On Sunday and Monday, three other men died at the Varner lockup: Edward Morris, 34; Stephen Kantzer, 38; and Marlon Miles, 41. Miles and Morris were also in the Varner Supermax section; Kantzer was in the general prison population.

Wednesday's deaths in the Varner Unit prompted a unit-wide "shakedown," DePriest said, and extra staff members helped search for drugs and contraband.

Officials with the Department of Correction, including state prisons director Wendy Kelley, have publicly stated that the department struggles to keep out illicit drugs, especially a form of synthetic marijuana known as "K2."
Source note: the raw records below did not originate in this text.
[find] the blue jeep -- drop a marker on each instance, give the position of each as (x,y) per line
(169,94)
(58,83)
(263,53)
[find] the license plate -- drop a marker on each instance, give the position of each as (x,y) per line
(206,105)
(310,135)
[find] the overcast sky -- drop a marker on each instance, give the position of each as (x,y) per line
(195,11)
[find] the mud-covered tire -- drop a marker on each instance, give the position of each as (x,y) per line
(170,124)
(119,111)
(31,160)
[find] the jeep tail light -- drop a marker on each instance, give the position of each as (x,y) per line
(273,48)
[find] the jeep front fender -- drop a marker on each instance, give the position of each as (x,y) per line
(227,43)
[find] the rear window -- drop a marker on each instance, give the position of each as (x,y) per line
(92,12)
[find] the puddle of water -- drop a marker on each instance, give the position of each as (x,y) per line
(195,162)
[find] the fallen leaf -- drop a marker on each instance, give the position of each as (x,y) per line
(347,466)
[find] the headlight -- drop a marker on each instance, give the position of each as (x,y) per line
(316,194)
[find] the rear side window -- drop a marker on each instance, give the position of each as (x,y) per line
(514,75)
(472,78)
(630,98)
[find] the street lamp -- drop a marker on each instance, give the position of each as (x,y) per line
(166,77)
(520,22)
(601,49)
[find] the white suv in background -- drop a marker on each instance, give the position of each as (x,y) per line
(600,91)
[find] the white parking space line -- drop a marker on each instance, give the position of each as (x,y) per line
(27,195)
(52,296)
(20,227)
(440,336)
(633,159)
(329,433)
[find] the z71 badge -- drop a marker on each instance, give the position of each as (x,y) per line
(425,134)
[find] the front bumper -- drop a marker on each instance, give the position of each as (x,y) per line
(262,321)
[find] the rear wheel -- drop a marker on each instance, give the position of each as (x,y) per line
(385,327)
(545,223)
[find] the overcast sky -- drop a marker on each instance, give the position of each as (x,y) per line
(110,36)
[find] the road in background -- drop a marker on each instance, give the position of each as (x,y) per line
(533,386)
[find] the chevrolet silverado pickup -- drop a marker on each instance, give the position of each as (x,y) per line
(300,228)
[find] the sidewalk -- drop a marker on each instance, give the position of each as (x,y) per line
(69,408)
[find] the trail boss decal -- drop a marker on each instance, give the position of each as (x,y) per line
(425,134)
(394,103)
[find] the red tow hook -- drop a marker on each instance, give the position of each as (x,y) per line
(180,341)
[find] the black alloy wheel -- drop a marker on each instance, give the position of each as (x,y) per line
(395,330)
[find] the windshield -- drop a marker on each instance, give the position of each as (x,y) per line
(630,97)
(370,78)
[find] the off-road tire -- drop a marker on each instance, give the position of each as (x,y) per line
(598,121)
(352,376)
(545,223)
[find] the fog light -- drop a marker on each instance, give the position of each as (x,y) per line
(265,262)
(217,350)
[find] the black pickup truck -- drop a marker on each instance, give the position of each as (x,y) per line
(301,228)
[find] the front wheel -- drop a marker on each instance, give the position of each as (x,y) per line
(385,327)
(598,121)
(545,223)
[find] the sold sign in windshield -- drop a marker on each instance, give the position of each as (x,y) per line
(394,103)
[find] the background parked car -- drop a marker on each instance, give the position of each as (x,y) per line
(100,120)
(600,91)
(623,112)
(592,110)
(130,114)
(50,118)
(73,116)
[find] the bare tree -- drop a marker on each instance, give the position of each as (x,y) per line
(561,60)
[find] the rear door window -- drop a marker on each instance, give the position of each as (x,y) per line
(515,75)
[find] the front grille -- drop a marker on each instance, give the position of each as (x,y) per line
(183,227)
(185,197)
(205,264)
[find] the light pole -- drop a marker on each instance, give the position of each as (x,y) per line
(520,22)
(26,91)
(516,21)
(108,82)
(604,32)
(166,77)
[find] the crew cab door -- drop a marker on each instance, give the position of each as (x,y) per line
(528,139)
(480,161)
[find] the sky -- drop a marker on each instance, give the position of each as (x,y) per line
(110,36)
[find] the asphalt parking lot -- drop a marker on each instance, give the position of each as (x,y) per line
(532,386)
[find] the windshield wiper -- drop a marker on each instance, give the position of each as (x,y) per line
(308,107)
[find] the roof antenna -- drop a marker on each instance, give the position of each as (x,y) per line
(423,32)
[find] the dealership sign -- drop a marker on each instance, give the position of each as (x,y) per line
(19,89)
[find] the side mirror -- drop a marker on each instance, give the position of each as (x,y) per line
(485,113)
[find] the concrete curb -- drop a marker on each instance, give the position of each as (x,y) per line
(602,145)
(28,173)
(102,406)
The Department of Correction logged 468 incidents related to K2 from Jan. 1 through the end of July, according to numbers provided by DePriest. That's on pace for a 30 percent decline from all of 2017, when the department logged 1,136 total reports of the drug.

Internal records show that investigators found what they suspected were rolled pieces of K2 near the body of Morris, one of the inmates who died Sunday. Also, another inmate who was treated admitted using the drug.

To stem the flow of K2 into prisons, the Department of Correction adopted new policies last year banning newspaper clippings and original pieces of mail from being delivered to inmates, after officers discovered paper laced with the drug. Now prisoners receive personal pieces of mail after it has been photocopied by the staff.

In addition, DePriest said the department has added body scanners to screen for the drug at entrances to prisons and has stepped up "educational" efforts to warn prisoners about the dangers of K2.

Paul Prather, professor of pharmacology and toxicology at the University of Arkansas for Medical Sciences, has studied synthetic cannabinoids for years. He described K2, also known as Spice, as among several hundred compounds derived from the naturally occurring ones in cannabis. But unlike authorized pharmaceuticals, Prather said, almost none of the compounds marketed as synthetic marijuana have been tested on animals or humans.

Adding to the K2 danger, Prather said, are "clandestine chemists," who often operate in foreign countries and spray several different compounds onto plant material to make K2.

"Marijuana, as a plant, is relatively safe," Prather said, but with synthetic versions, "you get this dizzying array of clinical toxicity that you see reported."

Prather said side effects can include kidney damage, seizures and cardiac arrest. Earlier this year, at least two people died in Chicago from internal bleeding caused by synthetic marijuana laced with rat poison, according to the Chicago Tribune.

The many, quickly altered variations of the drug make it difficult to detect, and thus it is popular in prisons, Kelley told lawmakers earlier this summer.

The state Crime Laboratory is conducting autopsies and toxicology testing on the inmates who died at Varner this week, but the lab's assistant director, Cindy Moran, said Wednesday that the tests have yet to yield any results.

The lab is also testing materials found near the victims' bodies, state police have said.

The Arkansas prison deaths come as officials in Mississippi investigate the deaths of 13 inmates at several prisons in that state this month.

According to news reports there, the Mississippi Department of Correction has yet to determine the causes of the deaths, which it has said are "not out of line" with the number of deaths in other recent months.

The Clarion Ledger in Jackson reported Wednesday that the FBI has joined the investigation into the deaths.

Bill Sadler, a spokesman with the Arkansas State Police, said Wednesday that authorities here have reached out to Mississippi officials to determine if there are any "common denominators" in the two states' lockup deaths. He said investigators have yet to find a link.

"So far, there is nothing definitive out of those talks that are ongoing," Sadler said.

The Varner Unit has the capacity for 1,714 prisoners. The Department of Correction's total prison population is close to 16,000.